I had the chance to participate to this year International Semantic Web Conference (ISWC2014) in Riva del Garda and to assist to the keynote given by Prabhakar Raghavan, Vice President of Engineering at Google.

It was a really interesting talk, full of content, but also enjoyable and very approachable by non technical people too. These are my personal takeaways from his keynote. I highly reccommend you watch the keynote video that has been published online

ISWC 2014 Logo
ISWC 2014 in Riva del Garda (Italy)

Prabhakar presented a nice overview of the evolution in the field of search engines in the last 20 years. He started from the first innovations like Continuous Crawling from 1995, to the introduction of Recall as a measure of performance quality. He went through the problem of ranking. Starting with the "Inktomi scoring function", the concept of Page rank where the link to a page is a signal of endorsement or, altenatively, a description of the content. Thus highlighting how fundamental it was, and is, to evaluate the "importance" of a page not only based on his content.

An example of Page Rank
Mathematical PageRanks for a simple network

Then he moved on trying to answer why people are running "queries". From the search for finding a URL (navigational queries), to the search for knowledge (informational queries), to transactional queries. Those are queries a user perform in order to find a product to buy. Additionally he highlighted that approximately 99% of queries contain entities nowadays. One outstading example is what he called the "party factoid", i.e., Wikipedia fact checking during parties.

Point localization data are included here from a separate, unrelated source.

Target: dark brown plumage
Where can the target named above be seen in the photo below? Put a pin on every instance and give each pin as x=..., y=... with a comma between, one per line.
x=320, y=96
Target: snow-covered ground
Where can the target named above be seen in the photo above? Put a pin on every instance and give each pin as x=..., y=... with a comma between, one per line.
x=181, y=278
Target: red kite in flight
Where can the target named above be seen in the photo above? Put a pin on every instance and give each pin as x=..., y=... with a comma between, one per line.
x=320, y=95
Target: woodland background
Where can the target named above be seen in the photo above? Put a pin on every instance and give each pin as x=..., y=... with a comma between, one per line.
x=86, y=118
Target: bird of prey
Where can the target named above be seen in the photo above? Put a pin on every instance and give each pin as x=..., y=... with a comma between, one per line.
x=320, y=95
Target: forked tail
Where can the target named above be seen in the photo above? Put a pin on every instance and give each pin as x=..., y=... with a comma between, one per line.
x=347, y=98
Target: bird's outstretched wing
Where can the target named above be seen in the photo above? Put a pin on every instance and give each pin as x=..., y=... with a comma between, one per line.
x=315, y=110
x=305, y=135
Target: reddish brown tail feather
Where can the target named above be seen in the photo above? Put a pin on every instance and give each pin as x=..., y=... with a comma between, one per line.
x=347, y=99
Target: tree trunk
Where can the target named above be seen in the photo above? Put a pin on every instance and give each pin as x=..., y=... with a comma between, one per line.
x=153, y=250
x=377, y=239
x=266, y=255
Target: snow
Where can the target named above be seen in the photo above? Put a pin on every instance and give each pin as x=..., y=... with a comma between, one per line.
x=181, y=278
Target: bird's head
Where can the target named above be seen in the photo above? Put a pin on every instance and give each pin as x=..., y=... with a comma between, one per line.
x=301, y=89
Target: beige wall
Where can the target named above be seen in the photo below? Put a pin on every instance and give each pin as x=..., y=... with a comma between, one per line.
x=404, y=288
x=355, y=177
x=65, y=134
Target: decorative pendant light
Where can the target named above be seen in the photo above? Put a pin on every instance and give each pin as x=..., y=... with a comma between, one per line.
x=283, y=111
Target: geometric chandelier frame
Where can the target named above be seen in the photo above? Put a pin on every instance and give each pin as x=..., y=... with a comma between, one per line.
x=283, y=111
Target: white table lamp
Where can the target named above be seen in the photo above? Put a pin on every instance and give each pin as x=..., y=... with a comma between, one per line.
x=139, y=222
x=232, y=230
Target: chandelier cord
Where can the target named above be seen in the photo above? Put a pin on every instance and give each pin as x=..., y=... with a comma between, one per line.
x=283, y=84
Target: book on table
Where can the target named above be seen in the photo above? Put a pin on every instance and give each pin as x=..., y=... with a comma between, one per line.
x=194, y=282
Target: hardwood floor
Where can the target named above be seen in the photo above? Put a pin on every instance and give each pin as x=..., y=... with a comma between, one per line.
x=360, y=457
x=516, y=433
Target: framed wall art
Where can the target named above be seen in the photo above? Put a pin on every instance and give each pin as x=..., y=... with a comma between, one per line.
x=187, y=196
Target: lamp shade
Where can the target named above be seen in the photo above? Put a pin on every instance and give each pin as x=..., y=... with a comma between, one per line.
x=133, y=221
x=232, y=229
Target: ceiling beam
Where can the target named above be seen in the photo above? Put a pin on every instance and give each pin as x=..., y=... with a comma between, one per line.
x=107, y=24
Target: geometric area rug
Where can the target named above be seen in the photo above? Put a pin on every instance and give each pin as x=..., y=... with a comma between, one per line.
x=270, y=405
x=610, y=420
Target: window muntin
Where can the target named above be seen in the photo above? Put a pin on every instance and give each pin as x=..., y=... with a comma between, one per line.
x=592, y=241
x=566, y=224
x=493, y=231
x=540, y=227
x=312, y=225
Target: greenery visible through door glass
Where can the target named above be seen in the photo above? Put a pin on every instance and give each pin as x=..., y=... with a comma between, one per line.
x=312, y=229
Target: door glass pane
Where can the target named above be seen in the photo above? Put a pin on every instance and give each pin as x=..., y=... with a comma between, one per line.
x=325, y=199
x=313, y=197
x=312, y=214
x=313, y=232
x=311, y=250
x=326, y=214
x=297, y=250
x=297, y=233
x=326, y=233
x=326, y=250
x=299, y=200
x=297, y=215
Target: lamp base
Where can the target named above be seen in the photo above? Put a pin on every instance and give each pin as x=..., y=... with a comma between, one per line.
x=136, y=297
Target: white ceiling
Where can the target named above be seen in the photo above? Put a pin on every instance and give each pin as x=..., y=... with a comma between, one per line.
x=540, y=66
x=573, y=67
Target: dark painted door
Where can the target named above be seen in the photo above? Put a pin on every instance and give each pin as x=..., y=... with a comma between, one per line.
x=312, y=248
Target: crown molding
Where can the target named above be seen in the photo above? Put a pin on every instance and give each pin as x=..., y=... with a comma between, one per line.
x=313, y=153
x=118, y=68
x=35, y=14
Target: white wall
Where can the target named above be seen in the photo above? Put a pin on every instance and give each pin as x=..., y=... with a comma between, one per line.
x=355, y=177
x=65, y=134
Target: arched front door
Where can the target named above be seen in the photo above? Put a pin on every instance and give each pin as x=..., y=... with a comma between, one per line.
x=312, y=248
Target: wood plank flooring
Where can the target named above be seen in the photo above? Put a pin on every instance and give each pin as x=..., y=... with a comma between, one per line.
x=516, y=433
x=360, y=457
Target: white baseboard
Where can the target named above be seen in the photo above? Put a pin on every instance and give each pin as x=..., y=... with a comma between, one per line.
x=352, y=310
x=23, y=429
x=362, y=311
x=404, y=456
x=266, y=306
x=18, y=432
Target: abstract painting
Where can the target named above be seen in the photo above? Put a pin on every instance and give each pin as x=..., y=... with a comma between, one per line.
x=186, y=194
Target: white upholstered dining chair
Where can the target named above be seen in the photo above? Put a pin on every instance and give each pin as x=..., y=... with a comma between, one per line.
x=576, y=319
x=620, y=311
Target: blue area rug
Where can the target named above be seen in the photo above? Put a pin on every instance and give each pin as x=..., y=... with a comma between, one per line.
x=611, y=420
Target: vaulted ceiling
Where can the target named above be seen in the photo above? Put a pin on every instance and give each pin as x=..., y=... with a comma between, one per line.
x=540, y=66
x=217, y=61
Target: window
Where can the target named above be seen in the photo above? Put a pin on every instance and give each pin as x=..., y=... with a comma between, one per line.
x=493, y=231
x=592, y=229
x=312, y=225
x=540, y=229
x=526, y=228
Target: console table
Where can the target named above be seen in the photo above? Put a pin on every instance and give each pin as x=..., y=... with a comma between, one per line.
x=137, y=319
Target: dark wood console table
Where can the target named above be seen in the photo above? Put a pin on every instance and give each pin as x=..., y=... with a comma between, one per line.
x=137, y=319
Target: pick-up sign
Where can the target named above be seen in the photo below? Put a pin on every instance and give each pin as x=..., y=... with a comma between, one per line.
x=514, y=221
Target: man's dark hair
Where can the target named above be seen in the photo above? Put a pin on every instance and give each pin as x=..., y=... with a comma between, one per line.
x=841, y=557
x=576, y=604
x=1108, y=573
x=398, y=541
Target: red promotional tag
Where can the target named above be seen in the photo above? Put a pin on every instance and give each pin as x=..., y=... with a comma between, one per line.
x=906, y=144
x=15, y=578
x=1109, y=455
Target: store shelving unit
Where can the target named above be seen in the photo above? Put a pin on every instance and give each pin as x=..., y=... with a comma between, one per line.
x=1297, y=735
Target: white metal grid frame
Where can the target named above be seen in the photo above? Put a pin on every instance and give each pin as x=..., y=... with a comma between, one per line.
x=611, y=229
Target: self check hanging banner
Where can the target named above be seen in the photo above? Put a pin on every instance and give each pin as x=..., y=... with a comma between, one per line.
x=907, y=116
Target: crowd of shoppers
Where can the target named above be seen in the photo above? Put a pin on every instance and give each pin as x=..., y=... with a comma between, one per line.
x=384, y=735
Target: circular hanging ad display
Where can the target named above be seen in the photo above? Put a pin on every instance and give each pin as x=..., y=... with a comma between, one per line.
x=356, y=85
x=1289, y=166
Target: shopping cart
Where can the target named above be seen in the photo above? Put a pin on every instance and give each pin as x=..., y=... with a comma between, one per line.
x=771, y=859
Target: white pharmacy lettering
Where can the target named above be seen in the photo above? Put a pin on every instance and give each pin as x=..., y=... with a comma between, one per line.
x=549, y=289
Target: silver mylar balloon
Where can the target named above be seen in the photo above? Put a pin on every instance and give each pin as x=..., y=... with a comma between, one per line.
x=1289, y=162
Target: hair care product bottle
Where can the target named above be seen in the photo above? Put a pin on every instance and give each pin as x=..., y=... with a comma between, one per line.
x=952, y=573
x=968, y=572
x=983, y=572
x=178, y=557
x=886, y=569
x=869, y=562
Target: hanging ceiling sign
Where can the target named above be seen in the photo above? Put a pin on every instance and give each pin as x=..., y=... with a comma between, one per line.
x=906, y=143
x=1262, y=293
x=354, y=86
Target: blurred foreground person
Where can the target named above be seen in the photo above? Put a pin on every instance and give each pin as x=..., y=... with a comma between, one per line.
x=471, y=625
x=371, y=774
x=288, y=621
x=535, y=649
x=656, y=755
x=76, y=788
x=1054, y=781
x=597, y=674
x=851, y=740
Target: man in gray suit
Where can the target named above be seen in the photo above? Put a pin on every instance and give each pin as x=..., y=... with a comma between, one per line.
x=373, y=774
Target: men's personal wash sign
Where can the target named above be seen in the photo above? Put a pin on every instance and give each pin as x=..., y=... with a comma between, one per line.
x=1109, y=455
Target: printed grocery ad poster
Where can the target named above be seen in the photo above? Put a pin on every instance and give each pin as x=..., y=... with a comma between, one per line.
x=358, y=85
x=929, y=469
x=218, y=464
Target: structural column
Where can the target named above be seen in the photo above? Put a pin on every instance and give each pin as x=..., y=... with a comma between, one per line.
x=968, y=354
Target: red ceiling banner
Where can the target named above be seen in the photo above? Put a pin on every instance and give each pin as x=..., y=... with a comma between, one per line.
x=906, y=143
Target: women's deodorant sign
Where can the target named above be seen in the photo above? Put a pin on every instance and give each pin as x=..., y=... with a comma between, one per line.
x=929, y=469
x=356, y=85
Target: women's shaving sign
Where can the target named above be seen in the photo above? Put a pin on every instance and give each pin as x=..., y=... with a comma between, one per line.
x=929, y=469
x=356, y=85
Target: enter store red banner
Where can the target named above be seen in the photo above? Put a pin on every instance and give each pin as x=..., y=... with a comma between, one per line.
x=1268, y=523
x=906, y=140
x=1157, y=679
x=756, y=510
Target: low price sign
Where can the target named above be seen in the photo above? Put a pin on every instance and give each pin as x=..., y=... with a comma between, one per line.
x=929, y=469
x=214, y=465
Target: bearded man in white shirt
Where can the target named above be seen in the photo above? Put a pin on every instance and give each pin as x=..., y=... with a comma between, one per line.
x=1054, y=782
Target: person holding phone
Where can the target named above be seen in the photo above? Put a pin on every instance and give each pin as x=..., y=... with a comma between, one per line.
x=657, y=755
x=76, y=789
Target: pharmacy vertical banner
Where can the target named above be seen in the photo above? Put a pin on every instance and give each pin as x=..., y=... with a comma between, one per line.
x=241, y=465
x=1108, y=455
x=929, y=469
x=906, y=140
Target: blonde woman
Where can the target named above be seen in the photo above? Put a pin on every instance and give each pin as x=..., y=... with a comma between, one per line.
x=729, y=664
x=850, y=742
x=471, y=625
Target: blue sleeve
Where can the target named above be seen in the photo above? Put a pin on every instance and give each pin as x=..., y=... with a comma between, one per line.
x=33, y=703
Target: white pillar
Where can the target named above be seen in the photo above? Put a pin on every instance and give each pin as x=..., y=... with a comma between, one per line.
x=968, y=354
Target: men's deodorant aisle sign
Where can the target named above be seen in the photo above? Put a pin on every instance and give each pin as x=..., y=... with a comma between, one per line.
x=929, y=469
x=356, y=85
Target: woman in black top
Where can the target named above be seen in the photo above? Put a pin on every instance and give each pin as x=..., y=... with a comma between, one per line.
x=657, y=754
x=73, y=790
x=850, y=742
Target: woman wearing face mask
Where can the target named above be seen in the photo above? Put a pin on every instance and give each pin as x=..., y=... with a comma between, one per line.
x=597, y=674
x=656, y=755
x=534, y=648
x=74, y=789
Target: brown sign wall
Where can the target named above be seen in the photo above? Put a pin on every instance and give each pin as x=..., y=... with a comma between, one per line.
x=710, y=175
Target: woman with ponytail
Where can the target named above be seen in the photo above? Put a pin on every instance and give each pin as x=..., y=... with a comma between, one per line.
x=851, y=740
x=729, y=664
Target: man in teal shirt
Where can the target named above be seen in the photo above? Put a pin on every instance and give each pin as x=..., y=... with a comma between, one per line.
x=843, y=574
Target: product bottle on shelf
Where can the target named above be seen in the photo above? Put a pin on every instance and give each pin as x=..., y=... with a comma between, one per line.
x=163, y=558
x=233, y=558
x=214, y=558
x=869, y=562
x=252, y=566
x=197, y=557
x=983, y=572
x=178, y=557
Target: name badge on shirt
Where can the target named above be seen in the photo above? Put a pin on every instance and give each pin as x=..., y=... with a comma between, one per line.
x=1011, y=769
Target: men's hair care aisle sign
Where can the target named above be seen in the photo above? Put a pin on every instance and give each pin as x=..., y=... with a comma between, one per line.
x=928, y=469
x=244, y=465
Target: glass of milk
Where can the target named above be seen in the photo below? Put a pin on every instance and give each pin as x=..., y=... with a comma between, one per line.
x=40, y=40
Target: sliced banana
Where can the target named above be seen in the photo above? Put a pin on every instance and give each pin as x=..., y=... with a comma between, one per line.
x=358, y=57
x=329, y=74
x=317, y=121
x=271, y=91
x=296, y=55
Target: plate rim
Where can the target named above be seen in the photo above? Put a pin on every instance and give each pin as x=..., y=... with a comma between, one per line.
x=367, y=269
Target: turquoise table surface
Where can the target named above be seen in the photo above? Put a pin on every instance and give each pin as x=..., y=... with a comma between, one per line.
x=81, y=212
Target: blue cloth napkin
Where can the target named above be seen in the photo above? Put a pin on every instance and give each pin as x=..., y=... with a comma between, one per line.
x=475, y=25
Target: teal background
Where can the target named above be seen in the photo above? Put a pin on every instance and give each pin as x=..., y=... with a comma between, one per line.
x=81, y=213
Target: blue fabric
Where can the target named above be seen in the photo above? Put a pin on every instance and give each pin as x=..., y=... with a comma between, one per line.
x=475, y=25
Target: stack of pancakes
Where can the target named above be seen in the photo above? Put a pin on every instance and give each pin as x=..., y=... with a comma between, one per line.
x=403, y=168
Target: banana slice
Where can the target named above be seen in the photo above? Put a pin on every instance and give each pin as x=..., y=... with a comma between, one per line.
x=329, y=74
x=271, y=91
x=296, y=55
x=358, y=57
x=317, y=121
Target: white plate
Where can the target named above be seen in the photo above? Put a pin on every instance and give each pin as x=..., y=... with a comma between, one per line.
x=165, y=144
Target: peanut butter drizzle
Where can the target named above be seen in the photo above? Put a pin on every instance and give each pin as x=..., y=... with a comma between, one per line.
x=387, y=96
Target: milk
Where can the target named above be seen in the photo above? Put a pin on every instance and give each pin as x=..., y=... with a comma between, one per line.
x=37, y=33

Then he explained that now there are queries for fine grained, every-day-life tasks issued trough mobile devices. So understanding a query is highly dependent on the context. This is what he called "understanding the verb" implicit in the query. The example: you look for "restaurant", but:

  • to select a good restaurant and get infos
  • to book a restaurant you selected
  • to find the way to go to the restaurant

Then he made a important remark about the fact that in the past 15 years a query was made of 2.5 words on average, and now things are going to change with the advent of natural language questions (e.g., ask Siri).

In the end, for what I've understood, his vision of the future will be about three main keypoints:

  • understanding the context: the user intent given by the context
  • dealing with more complex queries (natural language questions)
  • forecasting the next query before the user issues it ( Google now )

A nice remark about the last point: if we can predict the next query, then we can perform it when is more convenient for the servers, i.e., when load is lower.